He shook and swayed like the cedar branch, but he did not shake her off. "Because," he thundered, "there's money in it, and you've got holes in your stockings, and toes with you are worse than fingers."
And he strode across the floor, Tim clinging to one leg with both feet off the ground, and Judy pushing him behind as though he were a heavy door that wouldn't open. He was very angry indeed. He told them plainly what he thought about them. He explained the philosophy of authors to them in brutal sentences. "Leave me alone, you little botherations!" he cried. "I'm in the middle of a scene in a storicalnovul." It was disgraceful that a man could lose his temper so. "Leave me alone, or I'll …"
In the corner of the big nursery sofa there was sudden silence. It was a chilly evening in early spring. Between the bars across the windows the wisteria leaves sifted the setting sunlight. The railway train lay motionless upon the speckled carpet. A cat, so fat it couldn't unroll, lay in a ball of mystery against the high guard of wire netting before the fire. Outside the wind went moaning.
And Time ran backwards, or else the clock stopped dead. Dusk slipped in between the window bars. The cedars on the lawn became gigantic. They heard the haystacks shuffling out of their tarpaulins. The whole house rose into the air and floated off. Mother, Daddy, Nurses, beds dropped from the windows as it sailed away. All were left behind, forgotten details of some stupid and uncomfortable life elsewhere.
"Quite ready," sighed the top of one cedar to the other.
"And waiting, too," an answer came from nowhere.
And then the Universe paused and settled with a little fluttering sound of wonder. The onceuponatime Moment entered the room….
"There was a thing that nobody could understand," began the deep, gruff voice. "And this thing that nobody could understand was something no one understood at all."
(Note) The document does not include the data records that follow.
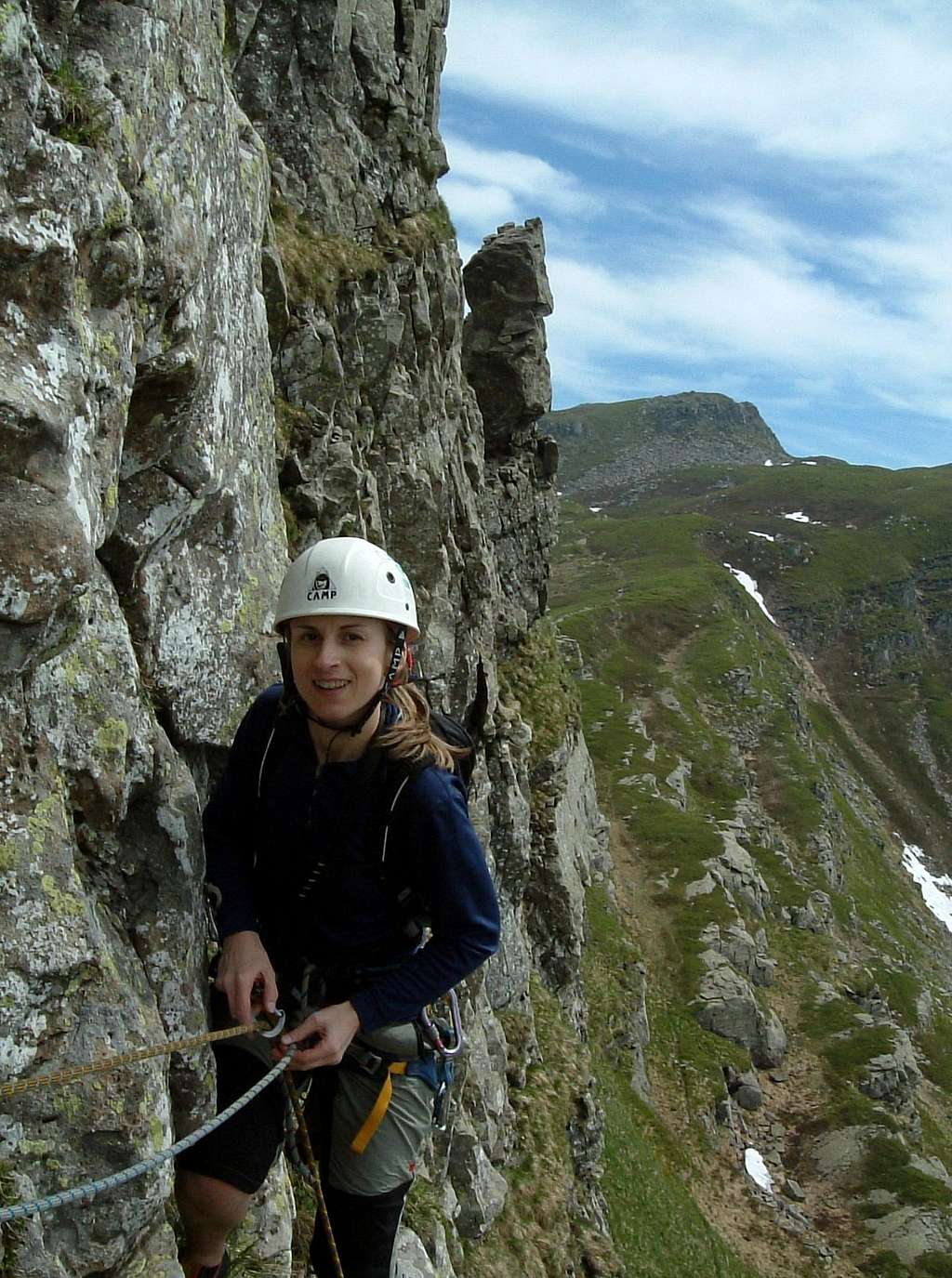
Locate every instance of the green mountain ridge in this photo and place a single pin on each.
(764, 781)
(610, 453)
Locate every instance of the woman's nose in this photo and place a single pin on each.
(326, 653)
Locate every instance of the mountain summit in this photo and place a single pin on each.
(610, 453)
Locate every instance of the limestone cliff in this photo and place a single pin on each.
(231, 323)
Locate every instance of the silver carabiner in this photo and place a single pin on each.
(433, 1035)
(276, 1028)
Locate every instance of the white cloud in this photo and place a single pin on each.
(522, 176)
(478, 204)
(832, 81)
(825, 292)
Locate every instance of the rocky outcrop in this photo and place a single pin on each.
(231, 323)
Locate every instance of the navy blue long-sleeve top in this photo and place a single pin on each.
(266, 828)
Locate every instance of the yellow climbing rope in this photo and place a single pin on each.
(115, 1062)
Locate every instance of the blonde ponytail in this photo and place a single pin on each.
(412, 738)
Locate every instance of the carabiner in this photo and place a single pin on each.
(276, 1020)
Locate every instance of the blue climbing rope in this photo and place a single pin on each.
(86, 1192)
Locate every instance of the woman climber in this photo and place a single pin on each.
(337, 824)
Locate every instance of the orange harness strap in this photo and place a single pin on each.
(382, 1103)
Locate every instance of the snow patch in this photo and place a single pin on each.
(935, 889)
(757, 1169)
(750, 586)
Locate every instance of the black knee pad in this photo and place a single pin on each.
(364, 1232)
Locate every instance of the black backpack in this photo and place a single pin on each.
(396, 776)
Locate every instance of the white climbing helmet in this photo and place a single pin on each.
(348, 576)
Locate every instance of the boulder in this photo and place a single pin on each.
(726, 1005)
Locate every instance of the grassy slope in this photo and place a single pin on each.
(665, 630)
(630, 426)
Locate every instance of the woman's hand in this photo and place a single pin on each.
(333, 1026)
(245, 975)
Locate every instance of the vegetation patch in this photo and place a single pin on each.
(84, 122)
(536, 678)
(937, 1049)
(536, 1231)
(316, 265)
(655, 1223)
(887, 1167)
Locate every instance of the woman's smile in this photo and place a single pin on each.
(338, 664)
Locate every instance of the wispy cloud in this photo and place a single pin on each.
(821, 79)
(521, 174)
(740, 197)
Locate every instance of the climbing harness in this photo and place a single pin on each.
(86, 1192)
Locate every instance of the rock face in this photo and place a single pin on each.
(231, 323)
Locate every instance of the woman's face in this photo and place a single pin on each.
(338, 664)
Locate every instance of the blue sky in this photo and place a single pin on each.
(741, 196)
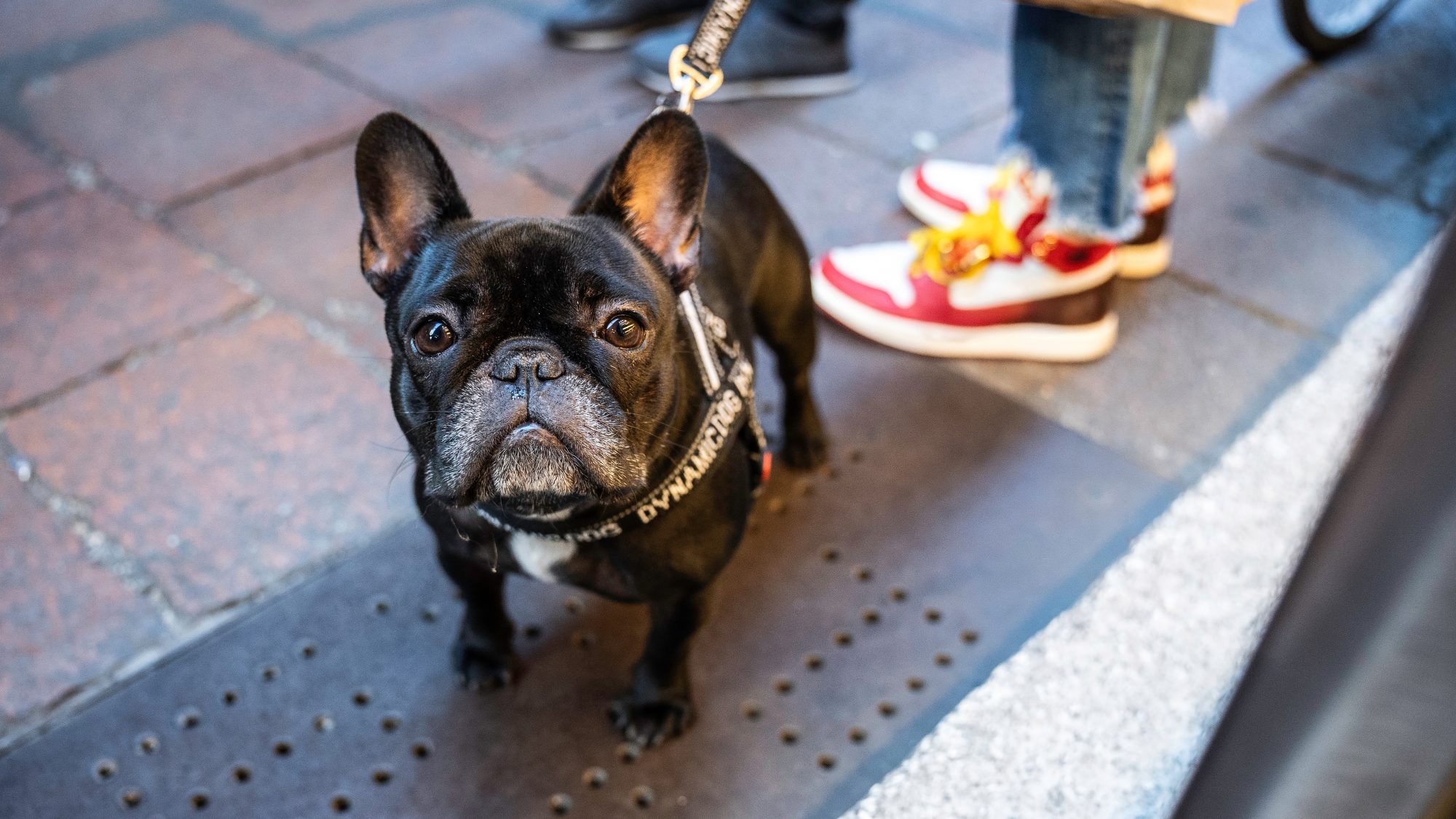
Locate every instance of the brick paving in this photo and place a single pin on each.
(191, 371)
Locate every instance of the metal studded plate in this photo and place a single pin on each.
(864, 605)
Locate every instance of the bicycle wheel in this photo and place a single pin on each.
(1326, 28)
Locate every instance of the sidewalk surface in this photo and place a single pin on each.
(193, 373)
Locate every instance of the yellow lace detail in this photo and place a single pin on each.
(966, 250)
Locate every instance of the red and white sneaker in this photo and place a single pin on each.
(997, 285)
(941, 193)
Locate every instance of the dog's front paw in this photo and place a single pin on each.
(481, 669)
(652, 721)
(806, 446)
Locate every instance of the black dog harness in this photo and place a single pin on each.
(729, 411)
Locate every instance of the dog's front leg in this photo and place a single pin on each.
(483, 653)
(660, 705)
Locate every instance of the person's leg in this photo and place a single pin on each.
(604, 25)
(826, 18)
(1090, 95)
(784, 49)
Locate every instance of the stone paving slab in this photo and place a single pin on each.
(1288, 241)
(23, 173)
(986, 21)
(226, 464)
(1189, 368)
(25, 27)
(58, 636)
(87, 282)
(174, 114)
(1372, 113)
(997, 526)
(296, 234)
(302, 17)
(490, 72)
(960, 85)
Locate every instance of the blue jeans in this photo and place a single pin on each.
(1090, 95)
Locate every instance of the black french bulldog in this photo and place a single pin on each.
(547, 379)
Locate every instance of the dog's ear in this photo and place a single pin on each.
(407, 191)
(657, 189)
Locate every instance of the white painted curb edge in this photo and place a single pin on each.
(1104, 713)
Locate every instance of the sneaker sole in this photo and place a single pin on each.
(612, 40)
(1023, 341)
(1133, 261)
(1145, 261)
(819, 85)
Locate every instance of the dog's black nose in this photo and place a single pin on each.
(529, 363)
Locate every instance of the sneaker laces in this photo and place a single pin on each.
(966, 250)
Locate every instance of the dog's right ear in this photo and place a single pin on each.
(407, 191)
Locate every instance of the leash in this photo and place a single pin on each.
(695, 66)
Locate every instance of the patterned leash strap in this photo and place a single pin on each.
(695, 66)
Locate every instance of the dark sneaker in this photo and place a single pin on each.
(769, 58)
(604, 25)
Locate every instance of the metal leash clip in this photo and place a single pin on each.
(691, 84)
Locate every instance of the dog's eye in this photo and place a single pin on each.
(624, 330)
(433, 337)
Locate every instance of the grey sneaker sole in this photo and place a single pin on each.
(612, 40)
(818, 85)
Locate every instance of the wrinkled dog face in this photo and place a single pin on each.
(535, 360)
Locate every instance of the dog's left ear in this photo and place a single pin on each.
(657, 189)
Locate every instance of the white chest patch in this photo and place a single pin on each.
(539, 555)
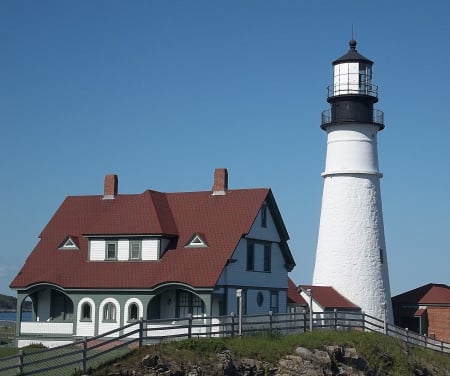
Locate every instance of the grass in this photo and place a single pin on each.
(384, 355)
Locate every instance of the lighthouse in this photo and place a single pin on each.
(351, 250)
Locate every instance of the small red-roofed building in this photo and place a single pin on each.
(103, 261)
(326, 299)
(327, 305)
(425, 310)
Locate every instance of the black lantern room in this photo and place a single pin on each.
(352, 94)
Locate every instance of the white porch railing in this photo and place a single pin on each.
(48, 328)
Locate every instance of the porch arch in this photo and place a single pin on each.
(177, 301)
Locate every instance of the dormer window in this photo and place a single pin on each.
(135, 249)
(111, 250)
(196, 241)
(68, 244)
(264, 216)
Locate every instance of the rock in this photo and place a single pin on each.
(150, 361)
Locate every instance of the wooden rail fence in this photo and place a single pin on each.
(84, 354)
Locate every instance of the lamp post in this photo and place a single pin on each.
(309, 293)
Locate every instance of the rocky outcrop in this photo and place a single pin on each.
(334, 361)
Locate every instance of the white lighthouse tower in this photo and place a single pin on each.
(351, 250)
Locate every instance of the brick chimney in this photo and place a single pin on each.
(220, 186)
(110, 187)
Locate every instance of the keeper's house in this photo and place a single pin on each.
(106, 260)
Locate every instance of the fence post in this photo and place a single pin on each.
(190, 325)
(21, 357)
(84, 352)
(232, 324)
(141, 331)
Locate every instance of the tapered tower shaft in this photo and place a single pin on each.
(351, 249)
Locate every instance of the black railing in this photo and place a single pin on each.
(328, 118)
(87, 353)
(352, 89)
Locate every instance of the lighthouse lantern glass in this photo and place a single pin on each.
(352, 78)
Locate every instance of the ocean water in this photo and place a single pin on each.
(11, 316)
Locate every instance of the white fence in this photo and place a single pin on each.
(87, 353)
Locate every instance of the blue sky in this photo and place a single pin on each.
(163, 92)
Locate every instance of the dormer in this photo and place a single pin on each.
(69, 243)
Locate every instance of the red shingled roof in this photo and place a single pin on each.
(328, 297)
(429, 294)
(224, 219)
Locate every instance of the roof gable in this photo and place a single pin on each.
(176, 215)
(328, 297)
(431, 293)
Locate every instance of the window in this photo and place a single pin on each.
(189, 303)
(135, 250)
(109, 312)
(274, 302)
(267, 257)
(133, 312)
(260, 299)
(111, 250)
(86, 312)
(250, 256)
(264, 216)
(244, 303)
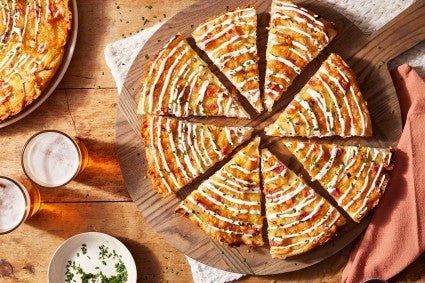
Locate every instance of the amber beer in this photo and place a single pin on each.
(17, 203)
(51, 158)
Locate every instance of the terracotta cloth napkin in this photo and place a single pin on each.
(395, 236)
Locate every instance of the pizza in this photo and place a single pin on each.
(230, 41)
(355, 176)
(296, 36)
(227, 206)
(178, 151)
(178, 82)
(329, 104)
(298, 218)
(32, 44)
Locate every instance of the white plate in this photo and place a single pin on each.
(83, 249)
(69, 51)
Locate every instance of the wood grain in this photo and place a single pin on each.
(366, 55)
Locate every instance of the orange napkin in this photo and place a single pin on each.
(395, 236)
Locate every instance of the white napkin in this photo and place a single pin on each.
(369, 15)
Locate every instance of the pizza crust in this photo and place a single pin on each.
(31, 51)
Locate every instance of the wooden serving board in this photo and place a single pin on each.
(367, 56)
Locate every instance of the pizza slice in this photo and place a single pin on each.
(296, 37)
(355, 176)
(230, 41)
(178, 82)
(178, 151)
(227, 206)
(329, 104)
(298, 218)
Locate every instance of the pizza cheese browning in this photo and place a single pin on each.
(329, 104)
(33, 35)
(355, 176)
(296, 37)
(177, 82)
(298, 218)
(230, 40)
(227, 206)
(177, 151)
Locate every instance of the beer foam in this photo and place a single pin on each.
(51, 159)
(12, 205)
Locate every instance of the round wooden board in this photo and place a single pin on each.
(376, 86)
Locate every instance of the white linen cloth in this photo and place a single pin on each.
(368, 15)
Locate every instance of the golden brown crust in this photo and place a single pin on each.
(230, 40)
(355, 176)
(178, 82)
(296, 36)
(177, 152)
(298, 218)
(329, 104)
(32, 46)
(227, 206)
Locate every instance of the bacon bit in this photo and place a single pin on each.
(250, 230)
(344, 84)
(336, 193)
(278, 169)
(214, 108)
(339, 152)
(210, 92)
(375, 169)
(202, 204)
(302, 215)
(225, 150)
(53, 10)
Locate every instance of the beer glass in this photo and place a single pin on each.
(51, 158)
(17, 203)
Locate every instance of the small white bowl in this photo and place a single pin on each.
(83, 249)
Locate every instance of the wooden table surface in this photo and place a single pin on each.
(85, 105)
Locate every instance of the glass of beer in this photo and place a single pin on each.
(51, 158)
(17, 203)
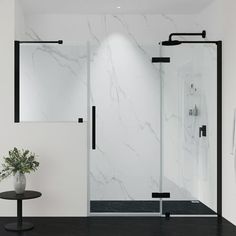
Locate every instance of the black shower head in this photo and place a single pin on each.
(170, 43)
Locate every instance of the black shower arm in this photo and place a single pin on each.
(203, 34)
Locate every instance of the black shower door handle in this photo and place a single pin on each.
(93, 127)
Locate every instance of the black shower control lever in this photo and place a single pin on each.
(202, 131)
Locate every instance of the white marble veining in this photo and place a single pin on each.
(125, 87)
(53, 82)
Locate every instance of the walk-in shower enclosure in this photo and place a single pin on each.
(152, 127)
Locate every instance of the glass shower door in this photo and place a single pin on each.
(124, 164)
(190, 129)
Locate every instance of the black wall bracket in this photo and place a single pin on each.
(160, 195)
(161, 60)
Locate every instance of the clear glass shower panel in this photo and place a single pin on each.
(189, 128)
(124, 167)
(53, 82)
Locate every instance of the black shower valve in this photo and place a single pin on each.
(202, 131)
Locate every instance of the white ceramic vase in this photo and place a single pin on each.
(19, 182)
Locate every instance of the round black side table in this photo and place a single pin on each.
(11, 195)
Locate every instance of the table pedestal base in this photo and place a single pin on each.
(19, 227)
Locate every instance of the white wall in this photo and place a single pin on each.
(220, 18)
(61, 147)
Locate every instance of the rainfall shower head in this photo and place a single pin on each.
(171, 42)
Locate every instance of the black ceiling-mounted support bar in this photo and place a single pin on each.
(58, 41)
(202, 34)
(160, 195)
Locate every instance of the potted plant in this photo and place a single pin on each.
(18, 163)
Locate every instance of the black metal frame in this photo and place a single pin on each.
(219, 118)
(17, 74)
(17, 83)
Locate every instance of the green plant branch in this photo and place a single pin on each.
(22, 161)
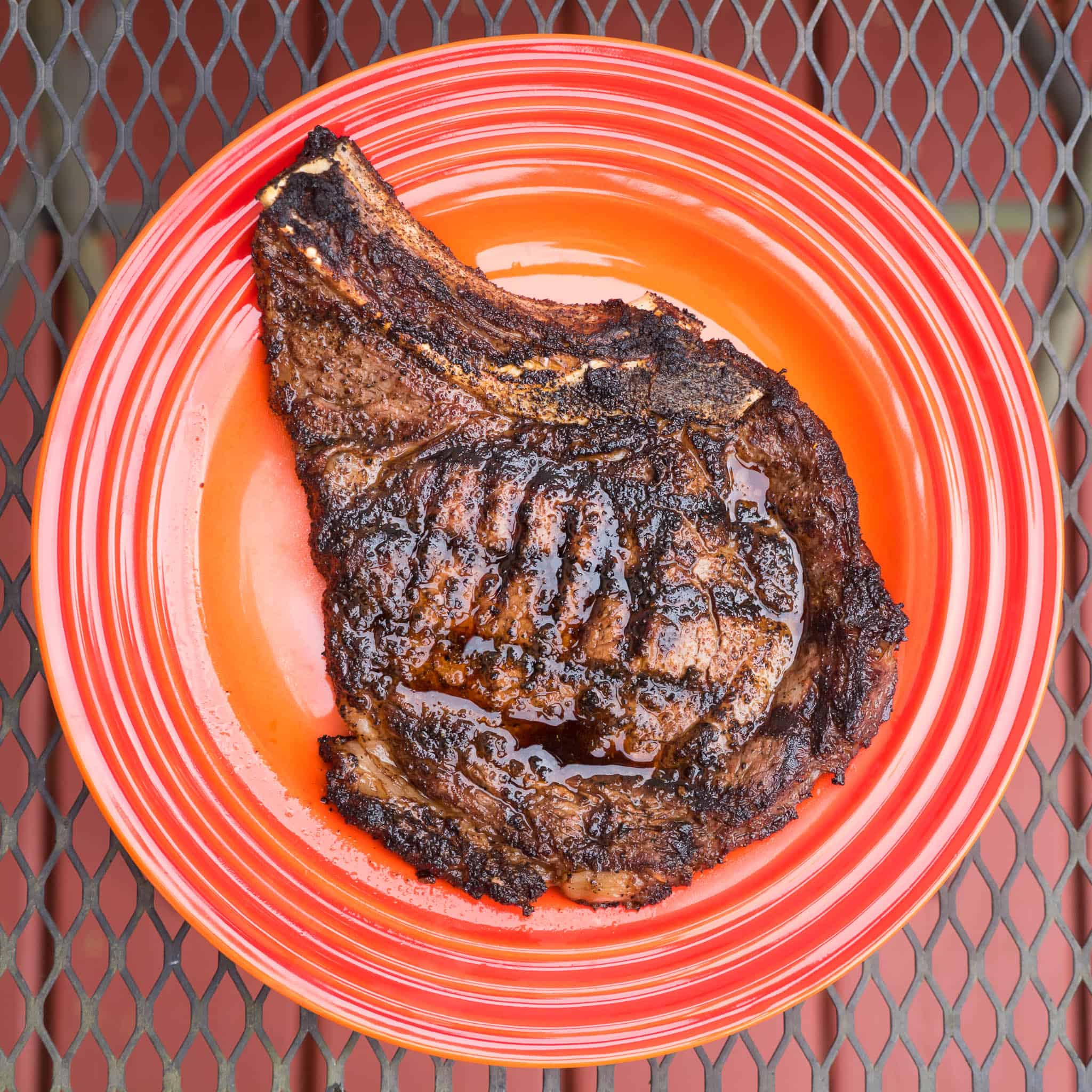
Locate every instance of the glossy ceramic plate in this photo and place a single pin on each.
(179, 609)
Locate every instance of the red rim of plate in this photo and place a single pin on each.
(89, 629)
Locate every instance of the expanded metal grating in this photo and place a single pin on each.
(106, 106)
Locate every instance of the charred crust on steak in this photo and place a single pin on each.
(598, 606)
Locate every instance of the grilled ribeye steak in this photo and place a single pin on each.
(598, 608)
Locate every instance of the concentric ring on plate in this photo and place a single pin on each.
(751, 208)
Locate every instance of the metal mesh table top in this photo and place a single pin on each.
(106, 106)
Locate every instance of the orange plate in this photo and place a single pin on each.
(179, 609)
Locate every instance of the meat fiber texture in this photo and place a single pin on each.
(598, 609)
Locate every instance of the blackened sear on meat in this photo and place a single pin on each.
(598, 607)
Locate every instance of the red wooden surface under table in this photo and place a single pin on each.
(142, 951)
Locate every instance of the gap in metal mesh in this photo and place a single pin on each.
(997, 134)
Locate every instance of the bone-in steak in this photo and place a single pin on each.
(598, 608)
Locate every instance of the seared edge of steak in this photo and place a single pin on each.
(527, 357)
(451, 798)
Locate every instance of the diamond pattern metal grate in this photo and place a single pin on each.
(107, 105)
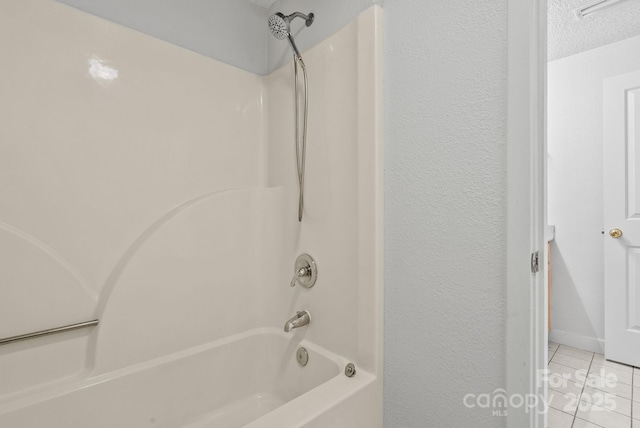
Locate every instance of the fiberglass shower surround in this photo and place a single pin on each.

"That's twice they couldn't understand it," observed Judy, in the slight pause he made for effect.
"It was alive," he went on, "and very beautiful, so beautiful, in fact, that people were astonished and felt rather ashamed because they couldn't understand it. Some declared it wasn't worth understanding at all; others said it might be worth understanding if they had the time to think about it; and the rest decided that it was nothing much, and promptly forgot that it existed. Their lives grew rather dull in consequence. A few, however, set to work to discover what it was. For the beauty of it set something in them strangely burning."